Autarcas querem mais verbas para novas competências

O presidente da Câmara de Alcácer do Sal, Vítor Proença (CDU), e mais cinco autarcas comunistas exigem que a Associação Nacional de Municípios Portugueses (ANMP) tome medidas "de reforço de verbas junto do Governo no que se refere à transferência de competências para os órgãos".
A posição dos autarcas de Alcácer do Sal, Seixal, Avis, Évora, Silves e Vidigueira foi assumida nesta quarta-feira, 29, durante uma reunião que mantiveram, em Lisboa, com a presidente da ANMP, a socialista Luísa Salgueiro.
Em comunicado, os autarcas dizem considerar que "a insuficiência das verbas a transferir pelo Governo nas áreas da Educação, Saúde e Ação Social, colocam em causa a sustentabilidade financeira das autarquias, não garantindo o desejado reforço do serviço público nestas três áreas vitais para a sociedade portuguesa".
Nesse sentido, estes municípios consideram "urgente uma intervenção mais destacada" da ANMP "na defesa dos interesses do Poder Local Democrático, da sua autonomia e capacidade realizadora, bem como do serviço público e funções sociais do Estado nas áreas da Educação, Saúde e Ação Social".
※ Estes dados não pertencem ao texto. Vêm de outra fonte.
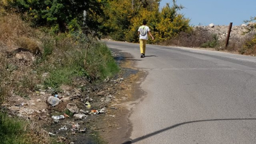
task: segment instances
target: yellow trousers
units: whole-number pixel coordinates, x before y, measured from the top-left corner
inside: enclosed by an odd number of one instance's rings
[[[140,53],[145,54],[147,39],[140,39]]]

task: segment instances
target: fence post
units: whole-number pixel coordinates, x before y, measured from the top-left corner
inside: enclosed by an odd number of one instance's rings
[[[229,28],[228,28],[228,35],[227,36],[227,39],[226,40],[225,48],[227,48],[227,46],[228,46],[228,41],[229,41],[229,37],[230,36],[231,29],[232,28],[233,23],[233,22],[230,22],[230,23],[229,24]]]

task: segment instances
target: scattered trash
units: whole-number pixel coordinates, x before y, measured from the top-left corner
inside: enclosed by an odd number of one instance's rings
[[[83,114],[79,114],[74,115],[74,117],[75,117],[77,119],[82,119],[86,118],[86,115]]]
[[[55,95],[54,95],[54,97],[58,98],[59,98],[59,99],[61,99],[62,98],[62,97],[61,97],[61,96],[59,96],[59,95],[58,95],[58,94],[55,94]]]
[[[42,95],[45,95],[45,92],[40,92],[40,94]]]
[[[118,109],[118,108],[117,107],[111,107],[110,109]]]
[[[86,132],[86,130],[87,130],[87,129],[84,128],[84,129],[80,129],[80,130],[79,131],[80,132]]]
[[[98,110],[91,110],[91,113],[90,113],[90,115],[91,115],[92,114],[97,115],[99,114]]]
[[[91,110],[91,113],[90,113],[90,115],[98,115],[100,114],[104,114],[105,113],[105,108],[102,108],[99,110]]]
[[[21,102],[21,103],[20,103],[19,105],[16,105],[15,106],[17,106],[17,107],[21,107],[21,106],[27,106],[27,105],[28,105],[28,104],[27,104],[26,103]]]
[[[79,130],[79,128],[80,125],[79,125],[78,124],[73,124],[72,125],[72,129],[71,129],[71,130],[74,131]]]
[[[55,98],[54,97],[51,96],[48,98],[47,102],[52,107],[54,107],[60,103],[60,100],[59,99]]]
[[[61,130],[68,130],[68,128],[67,128],[67,127],[65,126],[62,126],[61,127],[60,127],[60,129],[59,129],[59,131],[61,131]]]
[[[59,120],[59,119],[64,119],[65,118],[65,117],[63,115],[52,116],[52,118],[53,118],[54,120]]]
[[[65,113],[64,113],[64,114],[63,114],[63,115],[65,117],[69,117],[69,116],[68,115],[67,115],[66,114],[65,114]]]
[[[79,109],[77,108],[77,106],[76,106],[76,104],[74,103],[69,103],[67,105],[67,109],[73,114],[77,114],[79,111]]]
[[[90,102],[89,101],[87,101],[85,103],[85,107],[86,107],[87,109],[91,108],[91,105],[90,105]]]
[[[105,108],[102,108],[99,111],[99,114],[104,114],[104,113],[105,113]]]
[[[52,136],[52,136],[55,136],[55,135],[57,135],[56,134],[54,134],[54,133],[51,133],[51,132],[49,132],[48,133],[49,134],[49,135],[50,135],[50,136]]]
[[[79,112],[81,112],[82,113],[84,114],[85,114],[85,115],[88,115],[89,114],[89,111],[84,111],[82,109],[80,109],[80,110],[79,111]]]

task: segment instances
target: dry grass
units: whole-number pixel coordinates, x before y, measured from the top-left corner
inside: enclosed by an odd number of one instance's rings
[[[15,47],[15,39],[20,37],[34,37],[35,33],[16,14],[0,17],[0,42],[5,47]]]
[[[39,123],[31,122],[27,125],[29,132],[27,134],[29,143],[51,143],[50,135]]]
[[[210,33],[205,29],[197,28],[191,33],[181,32],[178,36],[161,44],[199,47],[202,44],[212,40],[213,37]]]

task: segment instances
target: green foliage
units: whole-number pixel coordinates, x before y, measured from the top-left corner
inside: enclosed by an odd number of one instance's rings
[[[109,1],[108,6],[105,8],[106,15],[103,26],[112,38],[116,41],[124,41],[125,34],[131,25],[132,11],[130,0]]]
[[[26,137],[27,123],[0,112],[0,143],[29,143]]]
[[[86,70],[97,79],[113,76],[119,71],[111,52],[105,44],[97,43],[89,49],[86,60]]]
[[[25,19],[35,26],[46,26],[53,30],[64,32],[67,30],[80,30],[84,20],[83,11],[87,12],[85,24],[89,28],[96,29],[99,23],[95,17],[102,14],[101,7],[105,1],[67,0],[9,0],[6,8],[15,9],[23,13]]]
[[[256,35],[253,38],[245,42],[243,47],[238,50],[238,52],[242,54],[250,54],[256,53]]]
[[[156,26],[156,42],[166,41],[176,36],[181,31],[191,31],[191,28],[189,25],[189,19],[185,18],[183,15],[178,13],[178,11],[183,8],[182,5],[178,6],[175,1],[173,1],[172,7],[167,4],[163,8],[160,14],[160,22]]]

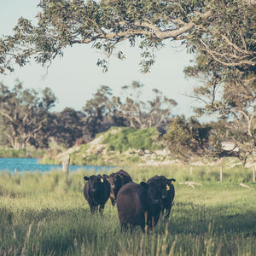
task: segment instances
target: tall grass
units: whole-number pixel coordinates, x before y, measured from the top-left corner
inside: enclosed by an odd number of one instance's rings
[[[143,234],[139,228],[121,232],[117,209],[109,201],[102,217],[91,215],[83,177],[93,172],[4,172],[0,174],[0,254],[256,254],[256,186],[239,186],[241,180],[246,182],[247,171],[224,170],[228,178],[220,183],[217,174],[208,178],[214,168],[195,168],[192,177],[186,166],[125,170],[136,182],[155,174],[177,179],[171,218],[160,218],[153,232]],[[187,180],[202,185],[179,184]]]

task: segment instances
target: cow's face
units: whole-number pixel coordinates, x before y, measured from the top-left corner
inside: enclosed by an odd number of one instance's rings
[[[102,175],[92,175],[88,177],[84,177],[84,180],[87,180],[89,183],[89,188],[91,192],[96,192],[101,189],[102,184],[106,181],[106,177]]]
[[[122,185],[122,178],[123,174],[121,173],[112,173],[108,177],[108,182],[111,186],[111,195],[113,200],[115,200],[117,193]]]
[[[164,177],[157,177],[148,183],[148,193],[158,202],[160,202],[162,199],[166,197],[169,189],[170,186],[167,183],[167,179]]]

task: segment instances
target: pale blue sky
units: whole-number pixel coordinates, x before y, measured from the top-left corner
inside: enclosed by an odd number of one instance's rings
[[[37,8],[38,3],[36,0],[0,0],[0,36],[12,33],[20,16],[33,19],[39,10]],[[164,43],[166,44],[165,49],[157,53],[156,62],[148,74],[139,72],[139,49],[131,49],[127,43],[123,43],[121,49],[126,59],[119,61],[112,57],[107,73],[103,73],[96,64],[99,53],[90,45],[79,45],[67,48],[64,57],[56,58],[48,73],[40,65],[32,63],[22,68],[16,67],[11,74],[0,74],[0,81],[10,88],[16,79],[27,88],[44,89],[48,86],[58,98],[55,110],[61,111],[65,107],[81,110],[86,100],[90,99],[101,85],[108,85],[113,93],[119,94],[122,85],[137,80],[145,85],[144,97],[149,97],[152,89],[157,88],[177,102],[173,114],[189,116],[194,102],[184,95],[191,95],[197,81],[185,79],[183,70],[189,65],[192,56],[174,44],[171,45],[170,41]]]

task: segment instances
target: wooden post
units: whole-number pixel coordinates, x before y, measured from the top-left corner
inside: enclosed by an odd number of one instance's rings
[[[70,157],[69,154],[67,154],[62,159],[62,171],[68,174],[68,166],[69,166]]]

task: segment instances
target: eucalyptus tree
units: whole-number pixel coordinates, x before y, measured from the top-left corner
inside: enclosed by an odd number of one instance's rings
[[[96,133],[105,131],[109,128],[109,123],[111,123],[109,117],[113,113],[111,96],[111,88],[102,85],[93,97],[86,101],[83,108],[86,130],[89,131],[91,137],[95,137]]]
[[[12,148],[47,146],[51,135],[49,109],[55,102],[49,88],[39,94],[33,89],[23,89],[19,81],[13,90],[0,83],[0,124]]]
[[[254,0],[41,0],[38,9],[37,22],[21,17],[15,34],[1,38],[1,73],[32,58],[48,64],[66,47],[88,44],[106,54],[97,61],[106,71],[108,57],[125,58],[124,40],[143,49],[142,72],[168,40],[223,67],[255,67]]]

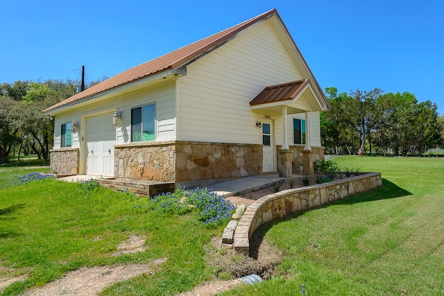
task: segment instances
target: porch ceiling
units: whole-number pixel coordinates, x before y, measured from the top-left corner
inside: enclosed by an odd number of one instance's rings
[[[281,113],[282,107],[287,107],[287,114],[305,111],[323,111],[321,103],[311,87],[309,79],[293,81],[266,87],[251,102],[252,110]]]

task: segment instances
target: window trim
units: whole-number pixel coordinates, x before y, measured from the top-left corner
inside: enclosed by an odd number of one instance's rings
[[[143,114],[144,114],[144,107],[147,107],[147,106],[151,106],[151,105],[154,105],[154,139],[148,139],[148,140],[144,140],[143,139],[143,130],[144,130],[144,126],[143,126],[143,123],[144,123],[144,119],[143,119]],[[155,141],[157,139],[157,131],[158,131],[158,128],[157,128],[157,102],[152,102],[152,103],[148,103],[146,104],[144,104],[144,105],[135,105],[133,107],[131,107],[130,109],[130,143],[142,143],[142,142],[153,142]],[[141,140],[140,141],[135,141],[133,139],[133,131],[134,131],[134,128],[133,128],[133,110],[135,110],[135,109],[138,109],[140,108],[141,109],[141,121],[140,121],[140,129],[141,129],[141,134],[140,134],[140,138]]]
[[[299,118],[296,118],[293,117],[293,143],[294,145],[305,145],[306,143],[306,140],[305,140],[305,137],[304,137],[304,135],[306,133],[305,131],[305,119],[301,119]],[[300,143],[296,143],[296,130],[295,129],[295,122],[296,121],[299,121],[299,125],[300,127]]]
Citado no comunicado, o presidente da Câmara de Alcácer do Sal afirma que a reunião foi pedida "com o objetivo de instar a direção da ANMP para uma posição mais firme na defesa destes direitos constitucionais e da sustentabilidade das autarquias, junto do Governo".
"O que estamos a viver é uma autêntica transferência de encargos, sem qualquer mais-valia para as populações, que não verão qualquer melhoria nos serviços públicos de educação, saúde ou social", acrescenta Vítor Proença.
O autarca reforça que "só com o reforço de meios e recursos por parte do Governo é que esta transferência poderá significar uma melhoria do acesso das populações a estes serviços".
"Colocámos que seria sensato ponderar o adiamento ou até a revogação do que está previsto na área social e da saúde, pois faltam recursos financeiros e humanos, que colocam em causa as autarquias e o serviço que estas prestam à população", conclui.